Kriminalität in Wuppertal steigt – Selbstschutz gewinnt an Bedeutung

Lorenzo M/CCA


Wuppertal, 12. März 2025 – Die Zahl der registrierten Straftaten in Wuppertal ist im Jahr 2024 erneut gestiegen. Laut der aktuellen Kriminalstatistik wurden über 2.000 Delikte mehr verzeichnet als im Vorjahr, was einem Anstieg von sechs Prozent entspricht. Besonders besorgniserregend ist der Zuwachs an Gewalt- und Straßenkriminalität.

Die Statistik weist 1.655 Gewaltdelikte sowie 7.970 Fälle von Straßenkriminalität aus.
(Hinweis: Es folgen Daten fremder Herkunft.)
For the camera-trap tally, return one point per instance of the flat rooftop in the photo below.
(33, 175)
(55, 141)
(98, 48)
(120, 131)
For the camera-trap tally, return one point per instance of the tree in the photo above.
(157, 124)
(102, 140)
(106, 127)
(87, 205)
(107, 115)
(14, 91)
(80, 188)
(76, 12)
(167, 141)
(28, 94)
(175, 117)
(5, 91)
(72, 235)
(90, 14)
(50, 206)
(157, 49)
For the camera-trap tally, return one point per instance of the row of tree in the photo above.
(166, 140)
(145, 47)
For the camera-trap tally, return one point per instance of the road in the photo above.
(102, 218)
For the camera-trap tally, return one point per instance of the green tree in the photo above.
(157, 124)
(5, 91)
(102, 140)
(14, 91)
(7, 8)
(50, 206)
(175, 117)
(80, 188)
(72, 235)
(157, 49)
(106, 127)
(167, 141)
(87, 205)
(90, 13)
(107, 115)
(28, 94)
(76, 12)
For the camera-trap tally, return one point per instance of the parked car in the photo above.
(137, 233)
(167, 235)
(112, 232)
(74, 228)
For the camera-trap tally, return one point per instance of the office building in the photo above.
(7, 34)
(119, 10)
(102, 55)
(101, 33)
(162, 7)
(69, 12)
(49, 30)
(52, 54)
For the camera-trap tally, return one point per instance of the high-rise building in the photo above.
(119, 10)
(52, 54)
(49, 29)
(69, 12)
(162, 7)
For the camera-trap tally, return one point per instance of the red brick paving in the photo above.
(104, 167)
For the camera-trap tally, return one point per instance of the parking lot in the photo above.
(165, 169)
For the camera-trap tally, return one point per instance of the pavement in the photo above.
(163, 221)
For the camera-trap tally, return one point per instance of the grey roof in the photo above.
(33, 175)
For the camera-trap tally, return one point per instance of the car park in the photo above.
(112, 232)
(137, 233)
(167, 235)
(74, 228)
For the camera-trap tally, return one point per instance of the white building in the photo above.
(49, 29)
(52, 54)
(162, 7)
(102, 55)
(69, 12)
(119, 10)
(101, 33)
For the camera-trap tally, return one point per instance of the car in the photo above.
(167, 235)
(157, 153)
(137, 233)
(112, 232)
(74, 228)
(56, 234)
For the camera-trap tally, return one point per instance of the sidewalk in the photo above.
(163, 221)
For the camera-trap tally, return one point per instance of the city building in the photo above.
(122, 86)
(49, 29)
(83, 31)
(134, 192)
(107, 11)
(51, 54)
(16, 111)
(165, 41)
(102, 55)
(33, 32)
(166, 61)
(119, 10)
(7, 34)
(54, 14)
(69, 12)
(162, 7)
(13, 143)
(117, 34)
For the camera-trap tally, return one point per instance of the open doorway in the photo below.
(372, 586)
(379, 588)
Während in Nordrhein-Westfalen insgesamt ein Rückgang dieser Straftaten verzeichnet wurde, folgt Wuppertal einem gegenläufigen Trend. Die Behörden sehen diese Entwicklung mit Sorge, insbesondere da sich der Anstieg bereits im Vorjahr abzeichnete.

Um der zunehmenden Bedrohung entgegenzuwirken, wurde ein neues Sicherheitskonzept entwickelt, das insbesondere Straftaten mit Messern ins Visier nimmt. Dennoch betonen Experten, dass öffentliche Sicherheitsmaßnahmen allein nicht ausreichen und auch individuelle Prävention eine wichtige Rolle spielt.

Selbstverteidigung als Präventionsmaßnahme

Angesichts der steigenden Kriminalität gewinnt das Thema Selbstschutz zunehmend an Bedeutung. Kampfkunstschulen in der Region setzen verstärkt auf die Vermittlung von Selbstverteidigungstechniken, die nicht nur der körperlichen Sicherheit dienen, sondern auch das Selbstbewusstsein und die Fitness stärken.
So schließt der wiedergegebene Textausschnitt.